Destiny Pharma PLC on Tuesday said it had started a safety study to enable its XF-73 treatment to be labelled as an Investigational New Drug.

Brighton, England-based Destiny is a clinical stage biotechnology company focused on the development of medicines to prevent life-threatening infections.

The US Food & Drug Administration’s Investigational New Drug programme is the process through which permission is granted for a treatment to begin human clinical trials.

Destiny is developing a Dermal formulation, XF-73, for the prevention of infections from open wounds and broken skin, including diabetic foot ulcers. The company said up to 25% of US diabetic patients may suffer from diabetic foot ulcers in their lifetime, and around 13% have active ulcers.

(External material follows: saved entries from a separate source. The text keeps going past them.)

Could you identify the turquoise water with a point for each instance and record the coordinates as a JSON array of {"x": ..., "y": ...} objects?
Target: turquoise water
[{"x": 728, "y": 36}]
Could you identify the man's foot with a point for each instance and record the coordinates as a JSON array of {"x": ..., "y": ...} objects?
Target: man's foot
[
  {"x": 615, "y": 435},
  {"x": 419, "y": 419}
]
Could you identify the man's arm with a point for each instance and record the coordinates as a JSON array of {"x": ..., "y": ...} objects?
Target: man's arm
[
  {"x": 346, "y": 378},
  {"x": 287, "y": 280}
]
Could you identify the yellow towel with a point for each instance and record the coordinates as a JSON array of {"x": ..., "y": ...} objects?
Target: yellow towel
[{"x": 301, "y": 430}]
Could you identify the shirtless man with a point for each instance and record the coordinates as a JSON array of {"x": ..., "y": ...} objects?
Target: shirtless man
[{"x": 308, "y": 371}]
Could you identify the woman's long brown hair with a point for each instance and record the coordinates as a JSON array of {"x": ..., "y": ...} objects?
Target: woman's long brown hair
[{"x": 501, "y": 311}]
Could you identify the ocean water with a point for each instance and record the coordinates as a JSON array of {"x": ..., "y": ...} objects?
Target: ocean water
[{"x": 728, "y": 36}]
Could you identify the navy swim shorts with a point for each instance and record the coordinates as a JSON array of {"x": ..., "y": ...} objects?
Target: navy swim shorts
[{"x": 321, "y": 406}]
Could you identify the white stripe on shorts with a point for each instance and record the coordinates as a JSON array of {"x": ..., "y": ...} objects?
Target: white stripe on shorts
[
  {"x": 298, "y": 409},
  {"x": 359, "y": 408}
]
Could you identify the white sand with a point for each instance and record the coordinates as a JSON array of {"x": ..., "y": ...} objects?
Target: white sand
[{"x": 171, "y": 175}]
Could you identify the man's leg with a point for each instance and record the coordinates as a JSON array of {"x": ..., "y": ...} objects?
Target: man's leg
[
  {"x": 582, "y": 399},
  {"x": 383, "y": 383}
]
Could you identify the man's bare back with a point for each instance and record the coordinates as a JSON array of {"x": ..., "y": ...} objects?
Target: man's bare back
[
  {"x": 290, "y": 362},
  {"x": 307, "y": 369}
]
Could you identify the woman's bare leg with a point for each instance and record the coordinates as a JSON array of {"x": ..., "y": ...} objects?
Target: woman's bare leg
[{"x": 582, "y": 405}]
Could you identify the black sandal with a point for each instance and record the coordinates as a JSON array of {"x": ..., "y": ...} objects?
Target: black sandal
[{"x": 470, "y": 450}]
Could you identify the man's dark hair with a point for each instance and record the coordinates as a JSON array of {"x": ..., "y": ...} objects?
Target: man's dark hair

Destiny said the XF-73 Dermal product is planned to kill all relevant bacteria quickly to aid healing and prevent antimicrobial resistance.

The study is the second of two planned preclinical safety studies of the XF-73 Dermal formulation and will use preclinical services for interventional agent assessment by the National Institute of Allergy and Infectious Diseases, part of the US National Institutes of Health.

Chief Executive Neil Clark said: ‘The start of this second preclinical study means that this programme is well-placed to deliver a second clinical candidate in 2023 from our XF platform following the excellent Phase 2 clinical results generated for the XF-73 Nasal gel for the prevention of post-surgical infections caused by Staphylococcal aureus.’

Destiny shares were down 1.4% to 34.51 pence on Tuesday afternoon in London.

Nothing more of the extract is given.